Jener "Vertrag", auf den sich Szafnauer öffentlich berufen hat, der im November unterschrieben wurde, war in Wahrheit lediglich ein "Termsheet", also ein (laut Wikipedia-Definition) Dokument, "das die Kernpunkte der zwischen den Vertragsparteien ausgehandelten Vertragsbestandteile beinhaltet und verbindliche Grundlage für die Formulierung des späteren Vertrags bildet".

So steht das in der ausführlichen Begründung des CRB-Urteils, die von 'RacingNews365' zuerst exklusiv veröffentlicht und deren Inhalte inzwischen von mit der Situation vertrauten Quellen gegenüber 'Motorsport-Total.com' bestätigt wurden.

Webber von Alpine-Hängepartie genervt

Piastri-Manager Webber wurde demnach von Alpine-CEO Laurent Rossi informiert, dass man den eigentlichen Vertrag innerhalb von zehn Tagen aufsetzen werde, also bis zum 26. November 2021. Doch das passierte nicht, weshalb Webber ungeduldig wurde. Er ließ Alpine wissen, er könne Piastri und dessen Vater nicht länger vertrösten.

Seitens Alpine entschuldigte sich die zuständige Chefjuristin bei Webber. Sie sei der Flaschenhals in der Angelegenheit, weil ihre Rechtsabteilung unterbesetzt sei. So vergingen Monate, ohne den Vertrag festzuzurren, und erst am 4. März 2022, wenige Tage vor Saisonbeginn, erhielt Webber endlich einen Entwurf für den Test- und Ersatzfahrervertrag 2022.

Dieser wurde beim CRB hinterlegt, beinhaltete aber keinerlei Optionen auf einen Rennfahrervertrag für 2023. Am 15. März sendete Alpine den Rennfahrervertrag. Weil es ohne Vertrag keine Superlizenz gibt, herrschte bereits Zeitdruck. Also beging Alpine einen Kardinalfehler und hinterlegte den "Termsheet" von November 2021 als vermeintlich rechtlich bindenden Vertrag beim CRB.

Plan sah vor: 2023 und vielleicht auch 2024 bei Williams

Erst am 19. Mai erhielt Webber dann von Alpine eine schriftlich festgehaltene Roadmap, wie es 2023 bis 2026 mit seinem Schützling weitergehen soll. Darin war vorgesehen, dass Piastri 2023 und 2024 für Williams fahren würde - mit der Option (Frist bis 31. Juli 2023), ihn bei Bedarf schon Ende 2023 zu Alpine zurückzuholen.

Doch diese Roadmap war für das Piastri-Lager nicht attraktiv genug. Webber, längst genervt von der Hängepartie rund um die nicht erledigten Verträge, stand inzwischen in Kontakt mit einem alten Bekannten aus seiner Porsche-WEC-Zeit, McLaren-Teamchef Andreas Seidl. Der war mit Daniel Ricciardo unzufrieden - und eine Lösung rasch gefunden.

Angesichts dieser rechtlich eindeutigen Ausgangslage wundert sich Seidl "über einige der Kommentare, die ich gelesen habe, die offensichtlich nicht im Detail wussten, was wirklich passiert war. Ich finde, dass einige dieser Kommentare nicht angemessen und fair waren. Wenn ich nicht weiß, was Sache ist, dann kommentiere ich etwas nicht."

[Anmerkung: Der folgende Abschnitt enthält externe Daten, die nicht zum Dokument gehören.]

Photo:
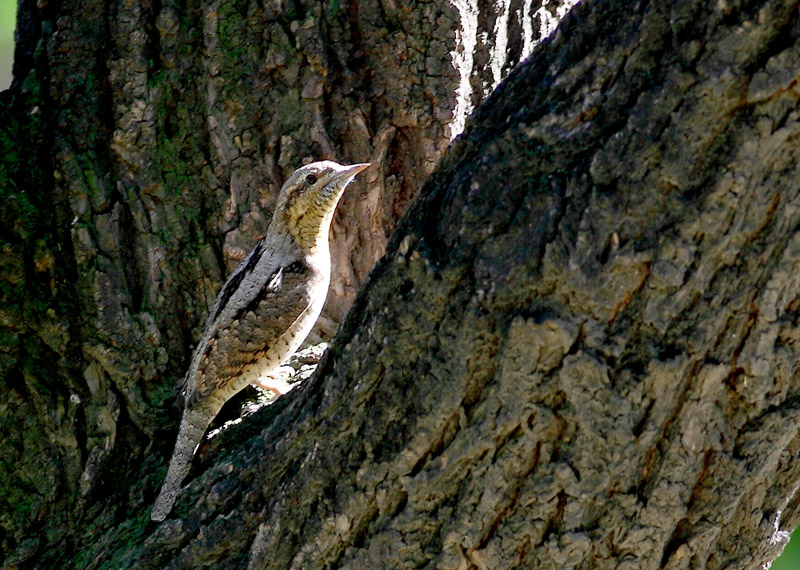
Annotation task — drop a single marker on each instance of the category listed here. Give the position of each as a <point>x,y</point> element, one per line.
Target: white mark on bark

Fährt Piastri schon 2022 Tests und Trainings für McLaren?

Ob Piastri schon 2022 für McLaren fahren darf, zum Beispiel als Testfahrer oder auch in Freien Trainings, ist derzeit übrigens noch nicht entschieden. Vorerst bleibt Piastri als dritter Pilot an Alpine gebunden. Ohne Einverständnis von Alpine gibt's also vermutlich keine vorzeitigen McLaren-Einsätze.

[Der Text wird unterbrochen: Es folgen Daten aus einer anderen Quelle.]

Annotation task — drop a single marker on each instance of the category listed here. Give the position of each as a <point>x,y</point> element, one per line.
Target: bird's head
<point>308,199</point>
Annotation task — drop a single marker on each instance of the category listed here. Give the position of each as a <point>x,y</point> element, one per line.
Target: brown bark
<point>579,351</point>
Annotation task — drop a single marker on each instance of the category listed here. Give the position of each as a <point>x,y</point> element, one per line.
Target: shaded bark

Seidl kann zu dem Thema vorerst noch nichts sagen: "Das Wichtigste für uns war heute erstmal die Bekanntgabe, dass Oscar ab nächstem Jahr für uns fahren wird. Was die Pläne für dieses Jahr betrifft: Dem werden wir uns jetzt dann widmen und in naher Zukunft kommunizieren, wie es weitergeht."